Nell’autobiografia scritta dal giornalista argentino Daniel Arcucci il più grande calciatore al mondo ricorda i giorni del “traspaso” al Napoli, dell’abbraccio dei sessantamila al San Paolo il 5 luglio dell’84, di una storia d’amore irripetibile. «Io ho dato tutto a Napoli e Napoli, sotto l’aspetto affettivo, mi ha dato tutto». Non si meraviglia, Diego, quando Ceci lo informa dei cori dei napoletani davanti all’hotel che ospita il Barcellona. Cori per Maradona e cori per Messi. «Ci siamo innamorati a vicenda, in quegli anni io riuscii a vincere per il Napoli e per l’Argentina, portandola al titolo di campione del mondo. Gli scudetti e la Coppa Uefa furono una rivincita del popolo». Quel popolo che lo seguì con passione per sette anni, non cancellandolo dal cuore e dai pensieri quando fu travolto dalla droga e sfiorò la morte. Il rapporto è rimasto saldissimo. E Diego non ha incertezze alla vigilia di questa grande sfida: «Il Napoli sta attraversando una stagione complicata, dopo 15 anni vive la stagione più difficile della stagione De Laurentiis. Gattuso si sta confermando un grande uomo di spogliatoio, però c’è un ciclo da riaprire e non sarà facile. Durissima la sfida col Barcellona, ma nel calcio i pronostici si ribaltano. E allora la mia speranza è che il Napoli faccia una grande sorpresa e renda felice il suo popolo».
Insiste. Dice “popolo”, non “tifoseria”. C’è una differenza sensibile. Per un popolo l’idolo resta tale, non sfuma nel tempo. E idolo resterà anche Messi per il Barcellona, per quella squadra dov’è arrivato quindicenne e con problemi fisici. Maradona ne è stato l’allenatore nella Seleccion, un’esperienza amaramente terminata ai Mondiali in Sudafrica. «Spero che non faccia grandi giocate a Napoli», il sospiro di Diego, che mette da parte per questa volta il profondo affetto verso Messi. Che è inseguito, anzi schiacciato, dal paragone con il 10 della Seleccion che vinse il secondo e ultimo Mondiale nell’86. «Grandissimo talento, bravissimo ragazzo, ma vogliono caricarlo ingiustamente di un peso. Lui deve fare la sua carriera e la sua vita, sapendo che è il più grande calciatore in circolazione. A cosa servono questi paragoni che si fanno da quasi vent’anni? Ho un bellissimo ricordo di Leo nel periodo della Seleccion, era un divertimento vederlo in allenamento e in partita». Le parole che hanno usato negli anni tutti coloro che hanno avuto la gioia di assistere agli show di Diego sul prato del Centro Paradiso e al San Paolo. La storia d’amore tra Maradona e il Napoli s’interruppe per la squalifica del ‘91, però due anni prima Diego aveva chiesto a Ferlaino di concedergli la possibilità di andare altrove, a Marsiglia. E Messi? Il suo contratto non sembra così inattaccabile, dopo gli scontri a distanza con i dirigenti. «Ma Barcellona è l’habitat naturale per Leo: ha iniziato qui e qui finirà».
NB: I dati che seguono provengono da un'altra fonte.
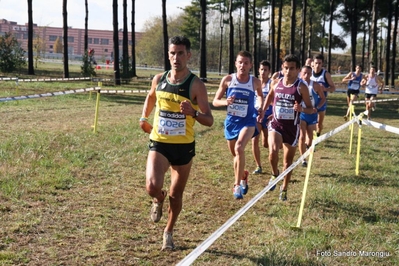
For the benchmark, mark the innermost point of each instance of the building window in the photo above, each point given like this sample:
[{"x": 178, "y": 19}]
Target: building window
[{"x": 52, "y": 38}]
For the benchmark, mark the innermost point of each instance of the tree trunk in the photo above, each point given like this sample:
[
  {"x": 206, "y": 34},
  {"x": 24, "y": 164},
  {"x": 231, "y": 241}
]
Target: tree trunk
[
  {"x": 388, "y": 45},
  {"x": 203, "y": 41},
  {"x": 165, "y": 36},
  {"x": 395, "y": 34},
  {"x": 303, "y": 32},
  {"x": 65, "y": 19},
  {"x": 293, "y": 26},
  {"x": 134, "y": 74},
  {"x": 246, "y": 23},
  {"x": 255, "y": 29},
  {"x": 125, "y": 43},
  {"x": 364, "y": 44},
  {"x": 273, "y": 37},
  {"x": 280, "y": 17},
  {"x": 86, "y": 37},
  {"x": 231, "y": 39},
  {"x": 330, "y": 35},
  {"x": 373, "y": 48},
  {"x": 323, "y": 35},
  {"x": 117, "y": 75},
  {"x": 31, "y": 70},
  {"x": 221, "y": 39},
  {"x": 310, "y": 33}
]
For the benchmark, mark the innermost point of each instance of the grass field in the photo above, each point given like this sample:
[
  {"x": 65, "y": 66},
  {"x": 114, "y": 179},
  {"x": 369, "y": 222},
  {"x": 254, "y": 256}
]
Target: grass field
[{"x": 72, "y": 197}]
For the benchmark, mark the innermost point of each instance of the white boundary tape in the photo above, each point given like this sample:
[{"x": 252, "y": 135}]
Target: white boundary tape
[
  {"x": 378, "y": 100},
  {"x": 25, "y": 97},
  {"x": 190, "y": 258},
  {"x": 124, "y": 91},
  {"x": 381, "y": 126},
  {"x": 45, "y": 79}
]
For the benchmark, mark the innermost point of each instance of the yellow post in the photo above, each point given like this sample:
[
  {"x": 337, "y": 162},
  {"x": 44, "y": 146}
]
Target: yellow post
[
  {"x": 352, "y": 108},
  {"x": 305, "y": 186},
  {"x": 96, "y": 113},
  {"x": 359, "y": 137}
]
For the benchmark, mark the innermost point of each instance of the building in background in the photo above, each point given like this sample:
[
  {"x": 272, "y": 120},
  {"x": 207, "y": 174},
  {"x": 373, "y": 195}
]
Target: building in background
[{"x": 99, "y": 40}]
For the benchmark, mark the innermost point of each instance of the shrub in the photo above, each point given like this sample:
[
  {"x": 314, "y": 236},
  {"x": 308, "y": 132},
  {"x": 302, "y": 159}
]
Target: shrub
[{"x": 11, "y": 54}]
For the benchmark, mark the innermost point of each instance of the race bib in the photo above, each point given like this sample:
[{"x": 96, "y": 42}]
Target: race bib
[
  {"x": 238, "y": 108},
  {"x": 171, "y": 123},
  {"x": 355, "y": 86},
  {"x": 286, "y": 113}
]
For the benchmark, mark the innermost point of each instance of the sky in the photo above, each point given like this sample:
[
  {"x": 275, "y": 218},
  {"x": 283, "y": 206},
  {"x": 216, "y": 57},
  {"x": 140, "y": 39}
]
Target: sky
[{"x": 49, "y": 12}]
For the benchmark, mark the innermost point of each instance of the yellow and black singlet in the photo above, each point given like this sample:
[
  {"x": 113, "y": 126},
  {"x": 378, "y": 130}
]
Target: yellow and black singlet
[{"x": 171, "y": 126}]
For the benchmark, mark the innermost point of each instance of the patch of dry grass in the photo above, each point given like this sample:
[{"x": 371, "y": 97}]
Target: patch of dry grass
[{"x": 69, "y": 196}]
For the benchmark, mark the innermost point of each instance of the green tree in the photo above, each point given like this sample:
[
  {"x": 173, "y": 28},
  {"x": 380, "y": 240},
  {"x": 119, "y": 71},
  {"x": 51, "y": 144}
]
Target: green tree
[
  {"x": 11, "y": 53},
  {"x": 87, "y": 68},
  {"x": 39, "y": 48},
  {"x": 57, "y": 47}
]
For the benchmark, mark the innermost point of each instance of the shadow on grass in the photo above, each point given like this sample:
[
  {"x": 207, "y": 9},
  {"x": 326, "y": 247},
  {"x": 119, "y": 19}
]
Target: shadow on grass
[
  {"x": 368, "y": 214},
  {"x": 268, "y": 258},
  {"x": 370, "y": 181}
]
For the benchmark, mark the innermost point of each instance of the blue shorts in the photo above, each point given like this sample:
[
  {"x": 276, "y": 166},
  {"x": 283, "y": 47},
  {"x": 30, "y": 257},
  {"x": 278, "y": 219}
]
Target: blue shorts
[
  {"x": 232, "y": 130},
  {"x": 310, "y": 119},
  {"x": 323, "y": 108},
  {"x": 354, "y": 92},
  {"x": 265, "y": 120},
  {"x": 289, "y": 133}
]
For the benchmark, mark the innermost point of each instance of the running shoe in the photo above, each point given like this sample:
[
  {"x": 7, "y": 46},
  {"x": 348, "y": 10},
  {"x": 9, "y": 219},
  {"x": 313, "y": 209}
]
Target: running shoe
[
  {"x": 271, "y": 180},
  {"x": 156, "y": 209},
  {"x": 283, "y": 194},
  {"x": 168, "y": 241},
  {"x": 258, "y": 170},
  {"x": 237, "y": 192},
  {"x": 244, "y": 183}
]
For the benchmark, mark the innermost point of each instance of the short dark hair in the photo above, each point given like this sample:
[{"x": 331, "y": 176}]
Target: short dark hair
[
  {"x": 318, "y": 56},
  {"x": 265, "y": 63},
  {"x": 307, "y": 67},
  {"x": 180, "y": 40},
  {"x": 292, "y": 58},
  {"x": 245, "y": 54}
]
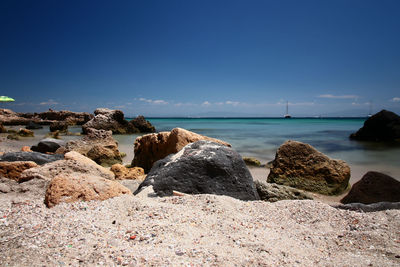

Tre anni fa Maradona fu al fianco degli azzurri a Madrid prima della sfida contro il Real al Bernabeu. Ospite di De Laurentiis, partecipò al pranzo tra i due club e parlò ai giocatori e a Sarri negli spogliatoi, prima di quella partita persa per 3-1 che fece scattare il presidente contro l’allenatore. Sembrò il preludio a una collaborazione tra il Napoli e il suo vecchio capitano, che in quei giorni era in attesa di un’occasione professionale. Ceci mise intorno a un tavolo De Laurentiis e Maradona, però il discorso non è andato avanti. Diego non aspirava a un incarico onorifico, ad esempio quello di ambasciatore del Napoli nel mondo. Ne avrebbe voluto uno operativo, per seguire la squadra da vicino. «Perché il campo e lo spogliatoio sono la mia vita». Realizzò un sogno nel 2008, quando gli affidarono la panchina della Seleccion, e un altro coltiva quasi in segreto, per non turbare chi allena gli azzurri. «Non avrei mai un dubbio tra Napoli e Barcellona». Per una partita come per una panchina.